The only other childhood recollection I have of Kraft Foods - besides the blue boxes of macaroni and cheese Dad used to prepare for me as I rode my bike home for lunch - was an ad campaign they had during the Sixties. The camera would pan over a table covered with cheese products and then cut to an image of an old-tyme horse-drawn wagon bumping along a country road, all to a catchy tune called "the Kraft Cheese Wagon." Later on, when I became obsessed with the American Civil War, I learned that this was an adaptation of a 19th century song entitled "Wait for the Wagon," which was adapted for propaganda use by both the North and the South. (And Kraft Foods.)
I primarily remember Mrs. Adams for introducing me to Paul Klee's "Senecio" (which I believe she simply called "Head of a Man" - shown here). She had a bunch of Great Art mounted on big cards and flipped through them one by one, asking what we students thought of them. The Flemish Great Masters stuff generally left me cold. When she got to Klee's work there was silence in the room. Attempting to provoke involvement she asked, "Comment? (Absolute quiet.) Anyone?" I chimed in with something like, "I like this picture because the eyebrow looks like the man has a question on his mind but the tiny, closed mouth makes it look like he's afraid to ask it. I feel like that in class sometimes. The colors make me think of modern furniture."
I recall a thunderstruck expression on Mrs. Adams' face.

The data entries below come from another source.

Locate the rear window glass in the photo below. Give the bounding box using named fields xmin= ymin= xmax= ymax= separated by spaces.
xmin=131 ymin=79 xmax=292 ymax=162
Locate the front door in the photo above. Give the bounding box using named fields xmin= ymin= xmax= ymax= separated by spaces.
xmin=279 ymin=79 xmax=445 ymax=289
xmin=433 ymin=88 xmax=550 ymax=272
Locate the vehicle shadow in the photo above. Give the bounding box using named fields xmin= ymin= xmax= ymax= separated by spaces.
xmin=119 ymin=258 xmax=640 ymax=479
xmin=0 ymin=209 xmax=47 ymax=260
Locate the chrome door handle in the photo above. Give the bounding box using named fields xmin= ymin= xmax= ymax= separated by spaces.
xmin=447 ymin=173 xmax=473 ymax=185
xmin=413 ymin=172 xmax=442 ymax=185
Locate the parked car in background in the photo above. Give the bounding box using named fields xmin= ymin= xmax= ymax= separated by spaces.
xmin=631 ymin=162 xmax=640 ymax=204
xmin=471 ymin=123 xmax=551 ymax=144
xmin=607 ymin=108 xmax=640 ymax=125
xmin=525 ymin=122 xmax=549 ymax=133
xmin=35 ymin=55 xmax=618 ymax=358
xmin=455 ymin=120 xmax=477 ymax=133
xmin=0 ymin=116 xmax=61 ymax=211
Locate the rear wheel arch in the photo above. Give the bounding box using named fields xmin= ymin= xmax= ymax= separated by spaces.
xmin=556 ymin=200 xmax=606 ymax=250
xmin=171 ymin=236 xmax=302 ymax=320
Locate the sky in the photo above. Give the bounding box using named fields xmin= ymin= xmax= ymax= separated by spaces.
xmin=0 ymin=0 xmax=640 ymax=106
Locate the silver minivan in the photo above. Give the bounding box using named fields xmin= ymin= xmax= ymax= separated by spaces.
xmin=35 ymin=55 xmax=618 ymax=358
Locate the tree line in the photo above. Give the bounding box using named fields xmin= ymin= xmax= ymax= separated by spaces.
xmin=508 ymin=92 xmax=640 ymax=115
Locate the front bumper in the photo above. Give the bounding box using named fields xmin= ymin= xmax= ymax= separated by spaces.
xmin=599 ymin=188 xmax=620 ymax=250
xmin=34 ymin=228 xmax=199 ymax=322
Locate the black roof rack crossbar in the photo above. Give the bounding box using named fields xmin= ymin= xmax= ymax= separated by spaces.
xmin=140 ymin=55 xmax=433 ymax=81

I have seen this work many times since then - most recently in the McDonald's across the street from where I work! Decorated by a franchise-owner of apparently upwardly-mobile corporate aspirations (the booths have Internet ports so busy executives can plug their laptops in for a working lunch - as if they dine in a McDonald's), this place has works by Manet, Klee, Picasso, Klimt and Matisse on the walls. Every now and then I'll have a cheeseburger there, and Klee's man will stare at me and wonder how I'm enjoying it, but refuse to ask.

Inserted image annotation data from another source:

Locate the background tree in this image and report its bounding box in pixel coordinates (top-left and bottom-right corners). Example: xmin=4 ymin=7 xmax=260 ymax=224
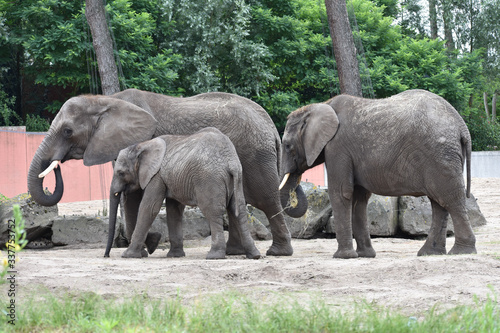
xmin=85 ymin=0 xmax=120 ymax=95
xmin=325 ymin=0 xmax=363 ymax=96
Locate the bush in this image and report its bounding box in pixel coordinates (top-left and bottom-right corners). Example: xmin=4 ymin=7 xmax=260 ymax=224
xmin=465 ymin=114 xmax=500 ymax=151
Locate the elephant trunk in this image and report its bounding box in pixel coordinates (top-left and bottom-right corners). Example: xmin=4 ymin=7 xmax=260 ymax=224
xmin=104 ymin=192 xmax=121 ymax=258
xmin=280 ymin=174 xmax=307 ymax=218
xmin=28 ymin=140 xmax=64 ymax=206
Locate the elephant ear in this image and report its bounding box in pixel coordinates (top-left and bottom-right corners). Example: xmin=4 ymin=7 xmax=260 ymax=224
xmin=83 ymin=96 xmax=157 ymax=166
xmin=302 ymin=104 xmax=339 ymax=166
xmin=137 ymin=138 xmax=167 ymax=189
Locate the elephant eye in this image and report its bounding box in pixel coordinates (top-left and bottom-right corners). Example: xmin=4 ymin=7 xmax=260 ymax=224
xmin=63 ymin=128 xmax=73 ymax=138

Mrs. Adams' other great accomplishment was to introduce me to classical music. One day we kids gathered in the Monterey Avenue School's "Multi-purpose Room" (library, stage, cafeteria) to listen to various classical pieces. A lot of it went over my head, but I recall liking an orchestral treatment (possibly from Disney's "Fantasia") of Bach's Toccata and Fugue in D Minor. I made me think of Boris Karloff playing the organ in "Frankenstein 1970." (Note to film producers: If you include a year in your film's title, it will one day be hilariously dated.)

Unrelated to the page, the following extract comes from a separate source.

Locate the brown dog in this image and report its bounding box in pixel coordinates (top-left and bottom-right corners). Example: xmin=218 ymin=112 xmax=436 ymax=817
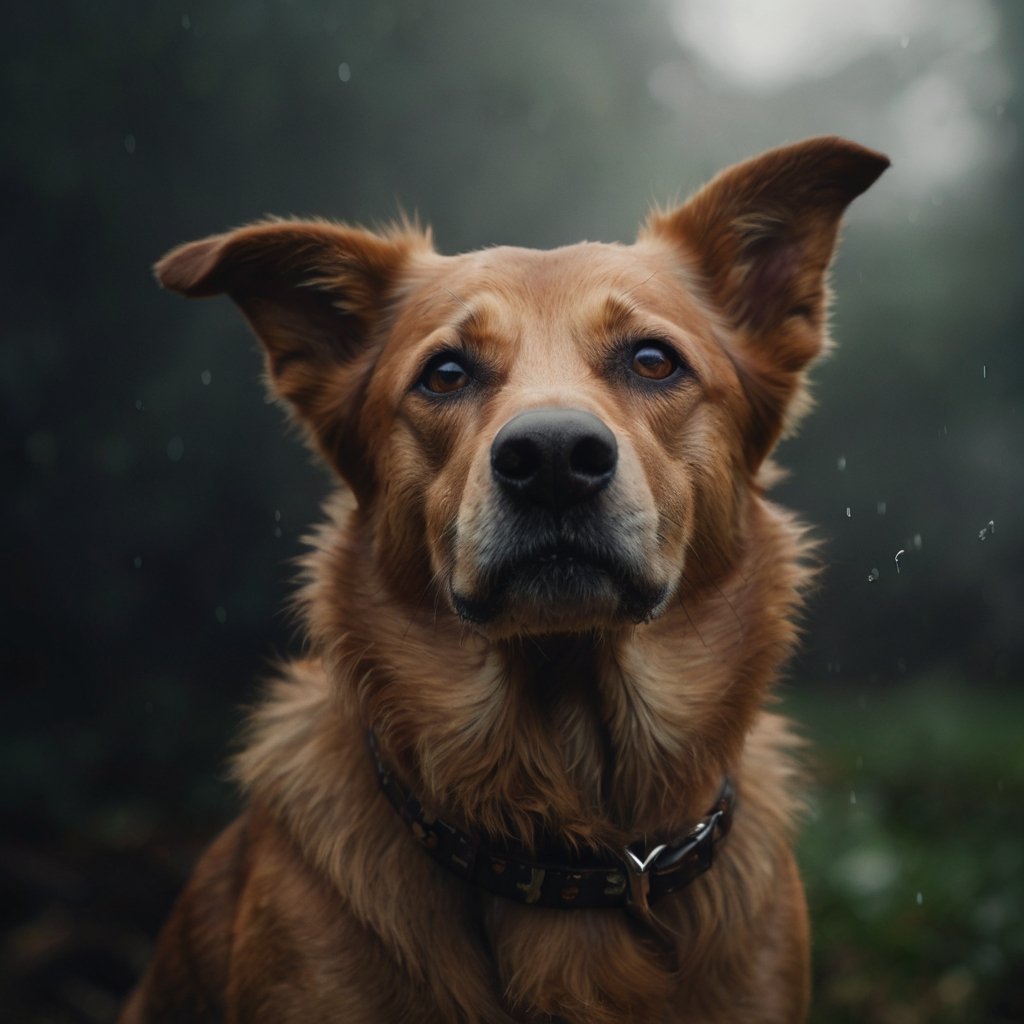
xmin=123 ymin=138 xmax=888 ymax=1024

But it would take three years, another school (Luther Burbank Junior High) and another teacher to really bait the hook with classical music. Oddly enough, this seventh grade teacher, Miss June Manners, looked and acted a lot like Mrs. Adams. Both were young women who wore fussy-looking horn-rimmed glasses (which were in style at the time) and affected brisk mannerisms.
I had a rough start with Miss Manners. Music Appreciation was a required class in the seventh grade, and I began it with the attitude that it was a waste of my time. I flunked quizzes and adopted the disruptive, apathetic attitude of the kids around me, and poor Miss Manners would become frustrated and yell, slam her hand on the desktop, etc. At her wits' end, she finally called home and made an appointment with my mom - the first and only time Mom would get involved with a teacher of mine. For whatever reason (oddly enough I don't recall details of the meeting), that did the trick.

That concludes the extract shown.